Perhaps you need to buy him some sensible, practical day clothes, that he likes and wants to wear. Possibly some of those clothes might have to be dresses, or skirts or whatever, if that is really what he wants. But they shouldn't have to be dressing up dresses - you need to start helping him to make that distinction between playing, and getting dressed.

Happydaysatlastforthebody · 04/07/2014 12:16

Op I really can't work out if you are a genuinely struggling with a discipline issue, as that's the issue despite the dresses, or you are somehow tacitly encouraging your ds to be individual amd different as it gives you both lots of attention.

Either way it's doing him no favours. You will struggle with controlling the teen if you cant control the child.

It's utterly ridiculous to allow any child to wear long clothes on a walk or to the playground. It's dangerous and silly.

It's utterly ridiculous to need a teacher to back up your discipline. Who will you go to when he's older? He needs to listen and learn from you. He's the child. You are I charge not him.

As for a boy wearing a dress well I think if you allow this continue he will suffer years of teasing and comments from the other children, of course he will.

Where on earth do you live and who in earth do you mix with that you really cannot see this? Seriously protect him here.

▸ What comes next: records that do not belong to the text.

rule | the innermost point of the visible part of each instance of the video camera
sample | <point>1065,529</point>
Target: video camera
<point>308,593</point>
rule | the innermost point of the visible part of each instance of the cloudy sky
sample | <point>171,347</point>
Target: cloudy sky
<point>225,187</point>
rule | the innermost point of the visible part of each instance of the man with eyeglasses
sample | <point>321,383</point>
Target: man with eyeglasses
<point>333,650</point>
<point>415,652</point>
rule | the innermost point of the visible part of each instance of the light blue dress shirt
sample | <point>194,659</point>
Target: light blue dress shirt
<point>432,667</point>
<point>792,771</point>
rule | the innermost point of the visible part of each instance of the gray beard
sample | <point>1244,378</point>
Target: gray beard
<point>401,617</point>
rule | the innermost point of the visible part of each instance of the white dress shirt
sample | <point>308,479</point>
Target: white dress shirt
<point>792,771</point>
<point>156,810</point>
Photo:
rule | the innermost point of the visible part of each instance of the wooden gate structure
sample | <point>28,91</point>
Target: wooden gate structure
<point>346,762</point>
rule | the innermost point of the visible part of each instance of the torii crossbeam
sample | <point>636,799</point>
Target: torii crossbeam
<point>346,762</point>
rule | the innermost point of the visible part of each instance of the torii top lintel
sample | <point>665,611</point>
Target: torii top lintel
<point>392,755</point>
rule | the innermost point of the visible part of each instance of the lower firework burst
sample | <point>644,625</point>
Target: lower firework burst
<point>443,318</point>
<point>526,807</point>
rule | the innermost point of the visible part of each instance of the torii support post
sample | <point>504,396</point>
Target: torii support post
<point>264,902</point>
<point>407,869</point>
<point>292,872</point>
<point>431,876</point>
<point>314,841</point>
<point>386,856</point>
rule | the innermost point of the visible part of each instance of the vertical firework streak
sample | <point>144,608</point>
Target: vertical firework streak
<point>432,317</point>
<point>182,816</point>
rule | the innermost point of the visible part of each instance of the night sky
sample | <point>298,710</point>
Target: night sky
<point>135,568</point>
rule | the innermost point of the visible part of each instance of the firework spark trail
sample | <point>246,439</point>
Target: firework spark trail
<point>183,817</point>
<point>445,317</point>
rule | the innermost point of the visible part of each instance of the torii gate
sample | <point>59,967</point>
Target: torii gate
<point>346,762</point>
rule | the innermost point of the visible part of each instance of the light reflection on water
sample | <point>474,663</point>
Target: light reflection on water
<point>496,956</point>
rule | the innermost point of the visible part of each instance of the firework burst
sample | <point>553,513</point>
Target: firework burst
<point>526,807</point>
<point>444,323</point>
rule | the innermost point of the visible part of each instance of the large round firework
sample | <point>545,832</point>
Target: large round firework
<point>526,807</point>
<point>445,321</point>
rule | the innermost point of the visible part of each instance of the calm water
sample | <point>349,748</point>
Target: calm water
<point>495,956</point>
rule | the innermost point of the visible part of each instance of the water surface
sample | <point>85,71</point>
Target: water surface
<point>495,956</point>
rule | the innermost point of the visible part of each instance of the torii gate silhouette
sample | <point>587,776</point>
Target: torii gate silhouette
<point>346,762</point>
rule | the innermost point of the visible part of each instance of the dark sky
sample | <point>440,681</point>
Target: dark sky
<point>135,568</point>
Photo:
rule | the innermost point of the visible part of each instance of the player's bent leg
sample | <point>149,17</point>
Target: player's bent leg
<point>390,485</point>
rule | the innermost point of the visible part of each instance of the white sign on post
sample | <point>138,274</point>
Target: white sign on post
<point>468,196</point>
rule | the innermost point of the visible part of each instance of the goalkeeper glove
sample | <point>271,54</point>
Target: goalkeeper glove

thegreylady · 04/07/2014 13:44

I am 70 years old with one son, two stepsons and 5 grandsons aged between 5 and 16. I have lived in many places, taught in many schools and taken part in many children's activities.
In all that time I have occasionally seen pre school boys choose dresses from a dressing up box, I have once seen a 3 year old boy choose his sister's princess dress on a playdate. I have never ever seen a boy over 4 in a dress anywhere except on stage in a production.
I would be very worried about a boy so obsessively insistent on princess dresses and I would be firmy discouraging their wear. I certainly would not be replacing them as they became worn out.

Heels99 · 04/07/2014 13:54

Agree with grey lady. Why would op perpetuate the issue by buying even more dresses?Good grief the ones she has are causing enough problems.